Die Frist für die Brexit-Verhandlungen ist für Ende März 2019 angesetzt, bis dahin muss eine Lösung gefunden worden sein. Grahame Lucas besprach mit den Teilnehmer*innen einige mögliche Szenarien:

  • Man einigt sich rasch und umfassend freundlich – laut Lucas ein mehr als unwahrscheinliches Szenario.
  • Theresa May bleibt an der Macht, die politische Situation bleibt weiterhin unklar und die Verhandlungen werden weiter aufgeschoben.
  • Theresa May wird gestürzt – bis ein neuer Premierminister ihr Amt übernimmt, werden die Gespräche ebenfalls vertagt.
  • Theresa May tritt zurück, David Davis wird ihr Nachfolger.

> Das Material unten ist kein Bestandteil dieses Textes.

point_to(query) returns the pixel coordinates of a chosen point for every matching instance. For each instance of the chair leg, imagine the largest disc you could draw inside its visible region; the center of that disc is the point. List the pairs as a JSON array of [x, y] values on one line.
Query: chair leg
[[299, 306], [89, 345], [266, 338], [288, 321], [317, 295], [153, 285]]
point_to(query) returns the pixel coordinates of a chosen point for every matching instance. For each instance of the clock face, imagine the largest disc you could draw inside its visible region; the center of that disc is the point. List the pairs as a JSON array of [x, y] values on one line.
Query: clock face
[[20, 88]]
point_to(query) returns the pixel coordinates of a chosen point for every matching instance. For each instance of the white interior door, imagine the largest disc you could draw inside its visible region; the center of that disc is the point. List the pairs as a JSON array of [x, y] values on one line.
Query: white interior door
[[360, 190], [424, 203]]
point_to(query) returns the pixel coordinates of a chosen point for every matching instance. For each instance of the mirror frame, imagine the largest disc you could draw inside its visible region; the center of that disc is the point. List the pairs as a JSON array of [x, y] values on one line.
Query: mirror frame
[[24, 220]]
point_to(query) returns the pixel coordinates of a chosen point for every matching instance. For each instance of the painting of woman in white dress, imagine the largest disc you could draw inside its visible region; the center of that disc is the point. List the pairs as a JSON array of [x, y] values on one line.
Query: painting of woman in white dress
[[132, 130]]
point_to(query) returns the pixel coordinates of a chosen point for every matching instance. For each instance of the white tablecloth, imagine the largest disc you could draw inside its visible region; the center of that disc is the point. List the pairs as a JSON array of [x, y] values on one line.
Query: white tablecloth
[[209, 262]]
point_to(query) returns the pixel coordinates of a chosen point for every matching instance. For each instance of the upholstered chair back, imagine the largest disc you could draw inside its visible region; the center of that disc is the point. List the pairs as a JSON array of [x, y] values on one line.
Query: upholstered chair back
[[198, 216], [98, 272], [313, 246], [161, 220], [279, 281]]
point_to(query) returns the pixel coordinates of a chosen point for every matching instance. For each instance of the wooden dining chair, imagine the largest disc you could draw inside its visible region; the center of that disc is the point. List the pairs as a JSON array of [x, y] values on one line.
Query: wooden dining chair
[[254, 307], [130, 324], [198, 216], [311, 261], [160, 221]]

Es wird versucht, die Gespräche aufrechtzuerhalten und wieder beide Lager der momentan gespaltenen Partei zusammenzuführen. Die Durchsetzung eines Modells wie Norwegen käme infrage.
  • Theresa May verliert im Parlament wichtige Abstimmungen – es kommt zu einem Misstrauensvotum und Jeremy Corbyn wird gewählt.

Wie dachten die Teilnehmer*innen des Workshops?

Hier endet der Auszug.